DURING THE INCREDIBLY long three minutes that ensued, they made ready their weapons for what might prove to be a siege, while Battle explained in rapid-fire undertones what he had had no time for during the plane-ride from Manhattan.
As he checked the load of his quickfirers he snapped: “Invaders—fooey! Anybody could tell that those women were fresh from an office. They had the clerical air about them. The only invader—as a carefully logical process of deduction demonstrated—was the gruesome creature who’s been posing as Cromleigh. Just murdered the old guy—I suppose—and took over his body. Him and his friends whom he just signaled. He’s the only baby who hypnotized the Phi Beta Kappas they use for busboys.
“Why did he risk sending me in there? The inevitable mark of a louse. Doesn’t trust anybody, not even his own office-staff dyed a pale green and reduced to half gnat-size. So he sent me in for a spy on them. The whole cock-and-bull story of the creatures from an asteroid was so that there’d be no suspicion directed at him in case some bright waiter should find the louse-people. Wouldn’t be surprised if he’s from an asteroid himself. Crazy business!
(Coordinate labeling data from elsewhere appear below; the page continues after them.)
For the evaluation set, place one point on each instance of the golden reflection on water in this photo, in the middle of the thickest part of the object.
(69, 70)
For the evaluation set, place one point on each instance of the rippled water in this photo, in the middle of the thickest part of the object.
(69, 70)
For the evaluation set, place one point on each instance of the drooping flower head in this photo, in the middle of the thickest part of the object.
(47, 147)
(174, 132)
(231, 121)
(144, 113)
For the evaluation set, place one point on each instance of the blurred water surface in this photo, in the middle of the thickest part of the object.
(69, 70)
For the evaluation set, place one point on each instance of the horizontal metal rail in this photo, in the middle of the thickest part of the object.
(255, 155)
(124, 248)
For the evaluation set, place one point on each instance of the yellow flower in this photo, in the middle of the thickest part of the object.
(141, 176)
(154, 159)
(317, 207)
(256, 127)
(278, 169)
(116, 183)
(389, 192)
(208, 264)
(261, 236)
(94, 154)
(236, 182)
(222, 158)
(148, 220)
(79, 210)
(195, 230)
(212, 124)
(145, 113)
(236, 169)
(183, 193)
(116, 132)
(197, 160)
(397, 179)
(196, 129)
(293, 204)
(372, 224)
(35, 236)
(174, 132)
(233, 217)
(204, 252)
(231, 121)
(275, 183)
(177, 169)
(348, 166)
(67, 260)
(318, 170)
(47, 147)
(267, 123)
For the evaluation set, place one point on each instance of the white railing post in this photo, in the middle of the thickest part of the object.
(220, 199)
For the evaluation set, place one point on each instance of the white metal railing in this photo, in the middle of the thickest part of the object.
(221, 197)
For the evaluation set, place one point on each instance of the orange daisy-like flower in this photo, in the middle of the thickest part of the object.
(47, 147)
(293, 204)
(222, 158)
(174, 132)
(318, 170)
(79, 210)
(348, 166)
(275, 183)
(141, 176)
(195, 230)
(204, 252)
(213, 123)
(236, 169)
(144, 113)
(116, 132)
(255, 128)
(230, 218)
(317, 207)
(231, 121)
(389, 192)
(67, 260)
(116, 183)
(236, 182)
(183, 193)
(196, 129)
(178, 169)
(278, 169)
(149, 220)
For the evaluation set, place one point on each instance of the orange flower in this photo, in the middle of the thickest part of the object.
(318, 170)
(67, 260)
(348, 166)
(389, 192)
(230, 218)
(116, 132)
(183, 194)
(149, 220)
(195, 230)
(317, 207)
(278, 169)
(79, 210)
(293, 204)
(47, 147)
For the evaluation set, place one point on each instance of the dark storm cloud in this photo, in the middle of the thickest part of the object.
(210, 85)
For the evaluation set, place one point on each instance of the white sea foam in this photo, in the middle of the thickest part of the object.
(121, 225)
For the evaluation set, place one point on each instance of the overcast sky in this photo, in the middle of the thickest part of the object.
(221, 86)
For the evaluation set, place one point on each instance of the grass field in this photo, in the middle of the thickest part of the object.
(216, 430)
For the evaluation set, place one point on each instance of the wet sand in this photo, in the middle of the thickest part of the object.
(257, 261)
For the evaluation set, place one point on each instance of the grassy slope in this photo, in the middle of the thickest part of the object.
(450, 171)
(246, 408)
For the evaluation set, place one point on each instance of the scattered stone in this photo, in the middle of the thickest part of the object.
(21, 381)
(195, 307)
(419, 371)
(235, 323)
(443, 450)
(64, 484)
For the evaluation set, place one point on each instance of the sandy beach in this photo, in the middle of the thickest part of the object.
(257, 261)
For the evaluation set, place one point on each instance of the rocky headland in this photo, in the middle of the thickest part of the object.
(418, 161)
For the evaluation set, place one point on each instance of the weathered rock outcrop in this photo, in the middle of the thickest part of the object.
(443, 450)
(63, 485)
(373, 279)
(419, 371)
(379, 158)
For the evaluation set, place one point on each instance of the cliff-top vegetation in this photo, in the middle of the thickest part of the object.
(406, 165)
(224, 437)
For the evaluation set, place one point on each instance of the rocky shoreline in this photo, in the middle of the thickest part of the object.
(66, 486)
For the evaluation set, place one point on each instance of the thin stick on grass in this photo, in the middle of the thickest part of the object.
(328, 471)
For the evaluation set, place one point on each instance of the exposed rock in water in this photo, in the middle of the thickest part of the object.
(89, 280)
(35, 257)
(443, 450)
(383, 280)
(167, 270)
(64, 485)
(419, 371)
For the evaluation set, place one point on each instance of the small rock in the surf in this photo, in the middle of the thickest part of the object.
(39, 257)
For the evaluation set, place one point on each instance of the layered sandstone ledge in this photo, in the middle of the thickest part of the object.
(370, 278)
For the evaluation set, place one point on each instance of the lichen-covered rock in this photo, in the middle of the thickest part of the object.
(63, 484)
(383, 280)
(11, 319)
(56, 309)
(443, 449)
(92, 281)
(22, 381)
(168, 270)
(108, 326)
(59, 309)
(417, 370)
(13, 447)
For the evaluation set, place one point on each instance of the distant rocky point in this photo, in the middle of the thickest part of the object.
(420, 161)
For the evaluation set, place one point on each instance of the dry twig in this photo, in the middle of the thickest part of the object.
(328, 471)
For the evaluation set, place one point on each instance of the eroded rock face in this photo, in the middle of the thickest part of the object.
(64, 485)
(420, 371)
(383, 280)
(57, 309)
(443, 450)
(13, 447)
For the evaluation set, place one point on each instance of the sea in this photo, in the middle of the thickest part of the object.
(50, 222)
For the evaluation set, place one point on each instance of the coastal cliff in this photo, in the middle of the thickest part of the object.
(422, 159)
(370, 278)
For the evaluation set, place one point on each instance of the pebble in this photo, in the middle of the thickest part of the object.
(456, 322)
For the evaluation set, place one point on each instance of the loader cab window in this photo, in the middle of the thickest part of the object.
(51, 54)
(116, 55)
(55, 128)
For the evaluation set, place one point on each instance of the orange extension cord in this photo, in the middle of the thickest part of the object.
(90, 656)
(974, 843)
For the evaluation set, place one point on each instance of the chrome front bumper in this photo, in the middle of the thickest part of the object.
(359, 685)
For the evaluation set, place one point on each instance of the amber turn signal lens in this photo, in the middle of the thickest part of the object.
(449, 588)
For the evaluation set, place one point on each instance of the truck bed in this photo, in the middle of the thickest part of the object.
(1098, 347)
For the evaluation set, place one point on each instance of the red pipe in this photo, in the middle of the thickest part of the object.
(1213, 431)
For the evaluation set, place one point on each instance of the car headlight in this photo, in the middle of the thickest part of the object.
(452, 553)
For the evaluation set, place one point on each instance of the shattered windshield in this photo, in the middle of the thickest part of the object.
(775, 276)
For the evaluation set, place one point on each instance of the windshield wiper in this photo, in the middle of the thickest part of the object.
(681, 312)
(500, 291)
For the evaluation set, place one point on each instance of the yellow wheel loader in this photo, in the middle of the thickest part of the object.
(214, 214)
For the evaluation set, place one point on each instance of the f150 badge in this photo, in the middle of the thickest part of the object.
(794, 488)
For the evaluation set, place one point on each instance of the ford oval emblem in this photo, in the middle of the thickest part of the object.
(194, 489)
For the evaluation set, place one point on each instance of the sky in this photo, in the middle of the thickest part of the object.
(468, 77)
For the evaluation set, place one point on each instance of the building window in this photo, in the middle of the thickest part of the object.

Craziest damned business!”
“How about the financial angle?” asked Vaughn, who could be intelligible when money was involved.
“I picked that bird’s pocket slick as a whistle just before I conked him. Feels like a hundred grand.”
“Here they come!” snapped Miss Millicent.
“They” were creatures of all shapes and sizes who were streaming through the only door to the lab, at the other end of the room.
“Awk!” gulped the lady involuntarily. “They” were pretty awful. There were a hundred or so of them, many much like men, a few in an indescribable liquid-solid state that sometimes was gaseous. The luminous insides of these churned wildly about; there were teeth inside them two feet long.Others were gigantic birds, still others snakes, still others winged dragons.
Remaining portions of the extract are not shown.